Path: news.mathworks.com!not-for-mail
From: Peter Perkins <Peter.PerkinsRemoveThis@mathworks.com>
Newsgroups: comp.soft-sys.matlab
Subject: Re: SVD with Missing Values
Date: Tue, 09 Dec 2008 10:19:21 -0500
Organization: The MathWorks, Inc.
Lines: 7
Message-ID: <ghm29p$npp$1@fred.mathworks.com>
References: <gh7kvc$anh$1@fred.mathworks.com> <ghbdb4$2sf$1@fred.mathworks.com> <ghbkh6$ski$1@fred.mathworks.com>
NNTP-Posting-Host: perkinsp.dhcp.mathworks.com
Mime-Version: 1.0
Content-Type: text/plain; charset=ISO-8859-1; format=flowed
Content-Transfer-Encoding: 7bit
X-Trace: fred.mathworks.com 1228835961 24377 172.31.57.88 (9 Dec 2008 15:19:21 GMT)
X-Complaints-To: news@mathworks.com
NNTP-Posting-Date: Tue, 9 Dec 2008 15:19:21 +0000 (UTC)
User-Agent: Thunderbird 2.0.0.18 (Windows/20081105)
In-Reply-To: <ghbkh6$ski$1@fred.mathworks.com>
Xref: news.mathworks.com comp.soft-sys.matlab:505862


Samuel wrote:

> Thanks Peter for the response. What I am doing is most analogous to the Netflix Competition, albeit with a much smaller less sparse matrix. I have users and ratings of products and missing values for the products they have not rated. I am then trying to get a prediction of the values of missing products using a thin SVD approach. If I use thin SVDS in MATLAB, I have to use a numerical imputation for the missing values, which I think will disrupt the results when I multiply U*S*V' to generate the predictions (if I am understanding that correctly). I would really appreciate any thoughts on how to handle the missing values better for prediction purposes, or if I am missing the point altogether. Thanks.

Samuel, I am not even remotely up on this subject, and may be completely misunderstanding what you've said.  But it seems to me that what you describe is predicting the missing values in a matrix using an SVD on that same matrix that has had its missing values somehow filled in.  And if it's like the NetFlix case, most entries in that matrix are missing.  This would indeed seem to depend crucially on the way you fill in those values.
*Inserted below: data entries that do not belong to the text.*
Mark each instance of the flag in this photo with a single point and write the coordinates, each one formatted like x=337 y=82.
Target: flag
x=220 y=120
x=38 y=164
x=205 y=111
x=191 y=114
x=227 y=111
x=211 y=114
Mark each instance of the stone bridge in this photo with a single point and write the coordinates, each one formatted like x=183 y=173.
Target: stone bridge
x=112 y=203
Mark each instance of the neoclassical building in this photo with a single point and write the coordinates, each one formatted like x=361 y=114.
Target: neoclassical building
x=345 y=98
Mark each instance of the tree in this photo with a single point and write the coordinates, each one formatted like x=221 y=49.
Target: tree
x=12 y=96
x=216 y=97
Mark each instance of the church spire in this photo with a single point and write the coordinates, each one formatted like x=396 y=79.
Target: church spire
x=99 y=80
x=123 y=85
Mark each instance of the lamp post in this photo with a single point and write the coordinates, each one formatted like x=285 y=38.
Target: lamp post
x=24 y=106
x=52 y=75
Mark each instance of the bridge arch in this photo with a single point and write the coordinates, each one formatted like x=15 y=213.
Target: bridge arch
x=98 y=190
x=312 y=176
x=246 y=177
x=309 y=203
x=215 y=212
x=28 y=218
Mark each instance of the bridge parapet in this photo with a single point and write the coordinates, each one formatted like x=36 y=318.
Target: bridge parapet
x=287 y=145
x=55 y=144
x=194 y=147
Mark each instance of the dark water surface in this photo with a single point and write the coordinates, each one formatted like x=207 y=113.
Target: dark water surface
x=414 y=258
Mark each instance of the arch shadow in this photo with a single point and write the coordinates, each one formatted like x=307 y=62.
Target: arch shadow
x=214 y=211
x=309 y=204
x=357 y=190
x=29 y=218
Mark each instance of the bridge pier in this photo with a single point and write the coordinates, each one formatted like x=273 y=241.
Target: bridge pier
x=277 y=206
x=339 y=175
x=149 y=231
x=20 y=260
I suspect (do a google search on "missing svd netflix") that rather than thinking in terms of a single imputation and prediction, people use something like the E-M algorithm to do what you describe iteratively until convergence.  Presumably the big question would be "What's the M step?".  I don't know enough about this area to help.